We are at the beginning of a 6th major extinction caused by homo sapiens, especially characterized by the loss of larger animals, globally. These losses are permanent and their disappearance will have far-reaching effects. It is our most “pervasive influence on nature”. Some examples:
- The loss of wolves, bison, sharks, whales, and big cats (for example) has had effects such as:
- Sub-Saharan African baboon populations have increased due to fewer lions and leopards. Baboons are full of intestinal parasites which are now spreading to people as baboons forage near villages.
- The recovery of large ungulate populations in the Serengeti in Africa reduced the number of wildfires
- Whales consume lots of plankton and consequently expel a lot of feces, which sink to the ocean bottom, sequestering carbon. The loss of whales from industrial whaling caused an extra 105 million tons of carbon to be released from oceans into the air, adding to climate change.

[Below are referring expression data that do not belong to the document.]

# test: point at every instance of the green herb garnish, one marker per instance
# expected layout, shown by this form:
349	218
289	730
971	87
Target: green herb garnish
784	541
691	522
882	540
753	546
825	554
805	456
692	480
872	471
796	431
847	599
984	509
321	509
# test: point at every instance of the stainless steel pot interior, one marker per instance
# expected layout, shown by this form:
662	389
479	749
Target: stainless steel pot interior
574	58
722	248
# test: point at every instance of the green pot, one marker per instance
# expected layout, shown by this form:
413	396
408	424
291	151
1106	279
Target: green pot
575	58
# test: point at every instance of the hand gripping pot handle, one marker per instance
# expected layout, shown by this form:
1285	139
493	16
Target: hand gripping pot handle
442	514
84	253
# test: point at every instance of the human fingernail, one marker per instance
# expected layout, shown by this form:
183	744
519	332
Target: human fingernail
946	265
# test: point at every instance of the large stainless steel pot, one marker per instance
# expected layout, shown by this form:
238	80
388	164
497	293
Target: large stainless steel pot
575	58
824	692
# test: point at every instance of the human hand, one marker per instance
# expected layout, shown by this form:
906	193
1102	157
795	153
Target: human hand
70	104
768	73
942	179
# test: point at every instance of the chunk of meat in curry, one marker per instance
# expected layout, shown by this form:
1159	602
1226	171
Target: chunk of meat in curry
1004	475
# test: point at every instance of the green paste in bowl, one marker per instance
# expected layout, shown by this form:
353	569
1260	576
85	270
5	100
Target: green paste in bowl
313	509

- Sea otters keep underwater kelp forests abundant because they eat the urchins that consume kelp. Sea otter populations crashed, and consequently kelp disappeared too, which led to fewer mussels, Glaucous winged-gulls, less kelp forest fish which led to bald eagles needing to eat more seabirds to make up for that less fish.
- Willowy plants were suppressed by elk browsing in Yellowstone until wolves were introduced. Increased riparian trees and shrubs shaded and cooled nearby streams, reduced bank erosion, and increased the number of fish and other aquatic life.
We are just beginning to learn how removal of large animals affects ecosystems and the food web.